Thanks Amy Chui for taking photos!
Before I got to know Jesus, all I knew were bits and pieces of information about God from either the TV or my friends, I was unsure if it was true. For example, during summer school, a classmate told me how the more good deeds you do in your life would land you a spot in heaven. Is this true? It sounds like it makes sense, but I wasn’t sure. The first time I ever prayed was during 4th grade, I was in bed praying as hard as I could, hoping that maybe the test I didn’t study for would get cancelled. It wasn’t until 7th grade that my interest in knowing more about the Bible and God had grown, yet I didn’t know how or where I could ask my questions.
After coming home from the park one day, I was greeted by my mother who had something she wanted to tell me. She asked if I wanted to go to a program that took place every Friday, a place that children around my age could learn about the Bible – it was called Awana. This is where my walk with Christ began. I was happy but I didn’t know what to expect until I was put into a classroom. During handbook time, there were verses to memorize and I was given a chance to ask questions like “what is sin?” or “what is heaven?”. It took me a while to understand what sin was, but once I did, it made understanding why Jesus had to die on the Cross.

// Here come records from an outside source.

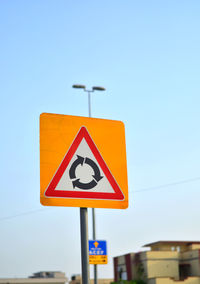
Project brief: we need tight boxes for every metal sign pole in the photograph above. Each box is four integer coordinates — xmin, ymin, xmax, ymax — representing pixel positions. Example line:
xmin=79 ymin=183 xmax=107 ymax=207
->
xmin=86 ymin=90 xmax=97 ymax=284
xmin=80 ymin=208 xmax=90 ymax=284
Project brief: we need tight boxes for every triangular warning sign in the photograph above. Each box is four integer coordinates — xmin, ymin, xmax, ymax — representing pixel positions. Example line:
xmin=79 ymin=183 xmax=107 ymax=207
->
xmin=45 ymin=126 xmax=124 ymax=200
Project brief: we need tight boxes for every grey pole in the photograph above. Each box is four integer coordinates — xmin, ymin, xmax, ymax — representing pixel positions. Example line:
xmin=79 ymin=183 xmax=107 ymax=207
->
xmin=72 ymin=85 xmax=106 ymax=284
xmin=86 ymin=90 xmax=98 ymax=284
xmin=80 ymin=208 xmax=90 ymax=284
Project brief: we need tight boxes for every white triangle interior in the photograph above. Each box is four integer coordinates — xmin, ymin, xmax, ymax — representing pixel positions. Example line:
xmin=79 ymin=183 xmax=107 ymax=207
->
xmin=55 ymin=138 xmax=114 ymax=193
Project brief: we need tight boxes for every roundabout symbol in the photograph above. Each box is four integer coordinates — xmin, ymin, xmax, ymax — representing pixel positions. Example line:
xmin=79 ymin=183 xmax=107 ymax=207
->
xmin=69 ymin=155 xmax=103 ymax=190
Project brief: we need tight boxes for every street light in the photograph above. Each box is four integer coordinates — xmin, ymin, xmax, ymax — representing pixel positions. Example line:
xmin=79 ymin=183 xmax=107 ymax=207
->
xmin=72 ymin=84 xmax=106 ymax=117
xmin=72 ymin=84 xmax=106 ymax=284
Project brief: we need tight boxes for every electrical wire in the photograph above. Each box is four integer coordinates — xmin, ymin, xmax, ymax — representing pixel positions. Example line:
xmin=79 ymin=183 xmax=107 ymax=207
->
xmin=0 ymin=177 xmax=200 ymax=222
xmin=132 ymin=177 xmax=200 ymax=193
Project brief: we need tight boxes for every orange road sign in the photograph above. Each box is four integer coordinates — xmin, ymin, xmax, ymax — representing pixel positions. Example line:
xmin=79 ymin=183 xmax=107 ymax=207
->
xmin=40 ymin=113 xmax=128 ymax=209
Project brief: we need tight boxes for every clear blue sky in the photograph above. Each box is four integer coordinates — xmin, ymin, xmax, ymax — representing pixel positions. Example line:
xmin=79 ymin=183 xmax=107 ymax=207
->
xmin=0 ymin=0 xmax=200 ymax=278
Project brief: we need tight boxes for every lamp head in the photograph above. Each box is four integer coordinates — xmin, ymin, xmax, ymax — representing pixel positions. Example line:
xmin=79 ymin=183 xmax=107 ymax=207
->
xmin=92 ymin=86 xmax=106 ymax=91
xmin=72 ymin=85 xmax=85 ymax=89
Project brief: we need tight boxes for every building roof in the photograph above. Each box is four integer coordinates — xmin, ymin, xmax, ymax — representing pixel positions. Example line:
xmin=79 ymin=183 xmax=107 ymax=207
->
xmin=143 ymin=241 xmax=200 ymax=247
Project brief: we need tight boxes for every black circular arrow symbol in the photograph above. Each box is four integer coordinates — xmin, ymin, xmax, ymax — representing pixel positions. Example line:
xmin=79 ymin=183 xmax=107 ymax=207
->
xmin=69 ymin=155 xmax=103 ymax=190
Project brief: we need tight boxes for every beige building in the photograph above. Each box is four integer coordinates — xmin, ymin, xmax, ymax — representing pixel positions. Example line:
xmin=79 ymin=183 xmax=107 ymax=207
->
xmin=0 ymin=271 xmax=67 ymax=284
xmin=114 ymin=241 xmax=200 ymax=284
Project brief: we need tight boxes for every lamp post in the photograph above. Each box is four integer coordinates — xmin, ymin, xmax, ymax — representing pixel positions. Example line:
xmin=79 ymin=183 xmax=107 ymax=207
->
xmin=72 ymin=85 xmax=106 ymax=284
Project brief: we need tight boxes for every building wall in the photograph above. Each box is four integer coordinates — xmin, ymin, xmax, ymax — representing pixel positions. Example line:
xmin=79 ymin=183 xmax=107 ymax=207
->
xmin=180 ymin=249 xmax=200 ymax=276
xmin=143 ymin=251 xmax=179 ymax=280
xmin=148 ymin=277 xmax=200 ymax=284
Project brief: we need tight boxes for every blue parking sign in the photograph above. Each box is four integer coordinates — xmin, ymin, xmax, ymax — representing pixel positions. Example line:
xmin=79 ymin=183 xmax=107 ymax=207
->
xmin=89 ymin=240 xmax=108 ymax=264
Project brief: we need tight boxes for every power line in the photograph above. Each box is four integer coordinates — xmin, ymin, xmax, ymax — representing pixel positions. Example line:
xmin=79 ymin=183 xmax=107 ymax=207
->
xmin=0 ymin=177 xmax=200 ymax=222
xmin=0 ymin=208 xmax=49 ymax=222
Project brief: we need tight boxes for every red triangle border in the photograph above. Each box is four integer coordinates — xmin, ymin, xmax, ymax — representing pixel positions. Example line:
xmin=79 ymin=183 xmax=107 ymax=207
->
xmin=44 ymin=126 xmax=124 ymax=201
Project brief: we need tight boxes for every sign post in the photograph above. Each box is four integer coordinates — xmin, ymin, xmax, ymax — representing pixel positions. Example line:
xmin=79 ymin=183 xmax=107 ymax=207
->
xmin=40 ymin=113 xmax=128 ymax=284
xmin=89 ymin=240 xmax=108 ymax=265
xmin=80 ymin=208 xmax=90 ymax=284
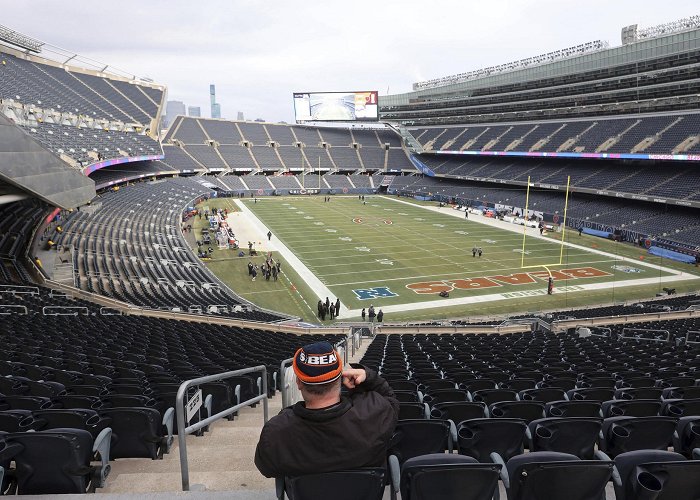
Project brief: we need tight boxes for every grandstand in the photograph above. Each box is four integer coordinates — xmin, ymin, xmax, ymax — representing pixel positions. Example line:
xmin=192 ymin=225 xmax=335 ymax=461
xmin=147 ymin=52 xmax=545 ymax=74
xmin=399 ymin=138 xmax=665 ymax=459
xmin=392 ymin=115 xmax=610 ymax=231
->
xmin=0 ymin=14 xmax=700 ymax=500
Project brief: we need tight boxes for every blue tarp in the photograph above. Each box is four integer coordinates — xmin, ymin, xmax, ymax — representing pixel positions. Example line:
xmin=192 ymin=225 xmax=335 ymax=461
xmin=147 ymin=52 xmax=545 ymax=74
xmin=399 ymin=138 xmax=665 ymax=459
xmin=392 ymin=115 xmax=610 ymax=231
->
xmin=649 ymin=246 xmax=695 ymax=264
xmin=583 ymin=227 xmax=612 ymax=239
xmin=408 ymin=155 xmax=435 ymax=177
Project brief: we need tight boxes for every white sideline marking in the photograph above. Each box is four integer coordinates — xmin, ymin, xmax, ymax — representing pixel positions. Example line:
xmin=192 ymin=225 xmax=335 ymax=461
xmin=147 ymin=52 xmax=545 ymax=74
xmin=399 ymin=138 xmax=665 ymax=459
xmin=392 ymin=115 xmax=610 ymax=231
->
xmin=234 ymin=200 xmax=350 ymax=318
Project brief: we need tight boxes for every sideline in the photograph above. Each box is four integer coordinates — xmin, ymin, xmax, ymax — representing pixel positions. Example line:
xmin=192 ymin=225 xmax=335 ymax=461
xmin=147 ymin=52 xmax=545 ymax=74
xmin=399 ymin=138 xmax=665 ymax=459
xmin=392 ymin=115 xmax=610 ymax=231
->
xmin=234 ymin=200 xmax=350 ymax=318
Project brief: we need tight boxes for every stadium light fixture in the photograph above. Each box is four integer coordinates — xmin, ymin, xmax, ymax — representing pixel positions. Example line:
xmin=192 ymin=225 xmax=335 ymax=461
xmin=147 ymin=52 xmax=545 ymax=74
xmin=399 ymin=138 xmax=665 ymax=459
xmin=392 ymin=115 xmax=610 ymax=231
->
xmin=413 ymin=40 xmax=610 ymax=90
xmin=0 ymin=24 xmax=44 ymax=54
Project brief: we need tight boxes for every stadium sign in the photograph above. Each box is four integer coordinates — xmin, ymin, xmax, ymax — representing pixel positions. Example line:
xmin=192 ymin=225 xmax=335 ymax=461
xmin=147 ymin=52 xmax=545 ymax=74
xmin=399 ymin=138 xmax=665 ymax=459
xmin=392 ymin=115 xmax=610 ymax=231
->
xmin=406 ymin=267 xmax=612 ymax=294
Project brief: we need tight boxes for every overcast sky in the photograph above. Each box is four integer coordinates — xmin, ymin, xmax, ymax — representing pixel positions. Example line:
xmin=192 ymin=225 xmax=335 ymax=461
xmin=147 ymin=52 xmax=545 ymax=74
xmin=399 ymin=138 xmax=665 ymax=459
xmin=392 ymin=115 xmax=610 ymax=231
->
xmin=0 ymin=0 xmax=700 ymax=122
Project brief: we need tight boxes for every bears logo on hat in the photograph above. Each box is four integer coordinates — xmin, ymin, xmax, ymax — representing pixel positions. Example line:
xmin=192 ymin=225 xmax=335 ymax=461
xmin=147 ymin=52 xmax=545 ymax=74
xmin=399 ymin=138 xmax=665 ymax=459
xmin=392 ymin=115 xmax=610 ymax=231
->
xmin=292 ymin=342 xmax=343 ymax=385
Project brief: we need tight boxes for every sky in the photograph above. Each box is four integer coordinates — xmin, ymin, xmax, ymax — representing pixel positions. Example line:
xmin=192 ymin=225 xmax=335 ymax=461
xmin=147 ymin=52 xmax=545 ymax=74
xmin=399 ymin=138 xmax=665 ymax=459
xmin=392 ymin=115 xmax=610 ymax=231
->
xmin=0 ymin=0 xmax=700 ymax=122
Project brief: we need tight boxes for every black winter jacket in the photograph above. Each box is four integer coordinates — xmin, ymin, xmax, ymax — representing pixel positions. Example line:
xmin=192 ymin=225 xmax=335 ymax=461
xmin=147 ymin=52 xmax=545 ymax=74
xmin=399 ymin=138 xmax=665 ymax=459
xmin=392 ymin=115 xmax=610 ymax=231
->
xmin=255 ymin=365 xmax=399 ymax=477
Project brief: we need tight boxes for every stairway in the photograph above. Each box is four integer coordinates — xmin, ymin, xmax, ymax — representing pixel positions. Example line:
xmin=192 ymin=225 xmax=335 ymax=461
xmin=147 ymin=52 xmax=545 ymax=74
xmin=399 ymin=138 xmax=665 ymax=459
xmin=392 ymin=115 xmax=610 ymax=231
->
xmin=97 ymin=339 xmax=378 ymax=494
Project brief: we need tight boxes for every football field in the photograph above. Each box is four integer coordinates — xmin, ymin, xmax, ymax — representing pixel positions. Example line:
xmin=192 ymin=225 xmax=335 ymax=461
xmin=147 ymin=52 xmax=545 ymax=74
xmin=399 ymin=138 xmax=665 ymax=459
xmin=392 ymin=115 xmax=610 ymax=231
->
xmin=236 ymin=196 xmax=696 ymax=317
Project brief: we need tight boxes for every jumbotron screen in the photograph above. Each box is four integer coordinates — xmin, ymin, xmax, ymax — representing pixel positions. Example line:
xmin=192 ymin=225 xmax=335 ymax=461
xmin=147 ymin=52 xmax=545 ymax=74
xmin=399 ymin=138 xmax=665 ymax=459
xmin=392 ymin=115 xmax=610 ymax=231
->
xmin=294 ymin=90 xmax=379 ymax=122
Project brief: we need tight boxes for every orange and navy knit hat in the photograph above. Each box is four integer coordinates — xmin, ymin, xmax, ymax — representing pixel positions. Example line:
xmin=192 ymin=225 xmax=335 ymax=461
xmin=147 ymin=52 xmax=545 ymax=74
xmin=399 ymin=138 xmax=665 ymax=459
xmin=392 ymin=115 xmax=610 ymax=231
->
xmin=293 ymin=342 xmax=343 ymax=385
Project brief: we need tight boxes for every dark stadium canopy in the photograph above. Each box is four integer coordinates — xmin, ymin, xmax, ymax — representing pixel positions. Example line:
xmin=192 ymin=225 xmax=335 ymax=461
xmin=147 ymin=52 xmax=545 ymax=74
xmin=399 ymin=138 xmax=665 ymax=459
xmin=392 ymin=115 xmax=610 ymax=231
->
xmin=0 ymin=115 xmax=95 ymax=208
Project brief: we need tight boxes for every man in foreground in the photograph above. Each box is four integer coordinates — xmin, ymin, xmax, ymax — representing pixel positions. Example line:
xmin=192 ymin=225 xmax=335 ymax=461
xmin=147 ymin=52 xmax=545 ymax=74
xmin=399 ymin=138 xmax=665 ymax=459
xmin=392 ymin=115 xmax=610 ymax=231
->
xmin=255 ymin=342 xmax=399 ymax=477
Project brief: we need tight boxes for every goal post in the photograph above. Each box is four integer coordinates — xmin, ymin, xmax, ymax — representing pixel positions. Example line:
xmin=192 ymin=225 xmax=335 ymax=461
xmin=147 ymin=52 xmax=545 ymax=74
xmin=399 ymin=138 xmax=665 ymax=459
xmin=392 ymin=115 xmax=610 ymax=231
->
xmin=520 ymin=176 xmax=571 ymax=276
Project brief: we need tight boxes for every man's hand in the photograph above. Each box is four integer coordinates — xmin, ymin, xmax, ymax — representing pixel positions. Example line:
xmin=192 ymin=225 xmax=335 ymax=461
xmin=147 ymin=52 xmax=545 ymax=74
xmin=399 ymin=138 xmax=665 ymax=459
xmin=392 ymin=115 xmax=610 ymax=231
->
xmin=343 ymin=368 xmax=367 ymax=389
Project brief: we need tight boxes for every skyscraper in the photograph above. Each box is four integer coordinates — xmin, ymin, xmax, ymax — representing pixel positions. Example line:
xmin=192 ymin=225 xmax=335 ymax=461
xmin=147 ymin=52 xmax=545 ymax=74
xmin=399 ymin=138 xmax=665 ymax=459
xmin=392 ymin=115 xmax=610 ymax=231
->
xmin=209 ymin=83 xmax=221 ymax=118
xmin=165 ymin=101 xmax=187 ymax=126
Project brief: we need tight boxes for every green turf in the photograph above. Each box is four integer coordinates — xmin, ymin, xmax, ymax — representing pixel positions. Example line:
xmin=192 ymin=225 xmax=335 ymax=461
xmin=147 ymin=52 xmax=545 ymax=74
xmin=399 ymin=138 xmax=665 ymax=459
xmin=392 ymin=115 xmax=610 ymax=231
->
xmin=191 ymin=196 xmax=698 ymax=320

It was during a normal worship night at LLC that one of the worship leaders stopped midway into the song and asked, “Raise your hands up if you want to give your life to Jesus”. As I raised my hands up, I kept thinking of how thankful I was for what Jesus has done and wanted to keep following Him. I believe Jesus is Lord and that He came to save me. I believe that He died and rose again. I believe He has given me new life.
Since then my involvement with the church has grown. I participated in Alpha, where I could freely ask questions to help me understand more about God. Helping out at Awana gave me chances to learn and share about the Bible. My life has been a lot better since I got to know Jesus. I couldn’t have come this far alone, I’ve had the church help and guide me whenever I’m lost or in conflict. Unlike before, instead of counting my good deeds, all I know is that Jesus Christ is my Savior – and that is enough.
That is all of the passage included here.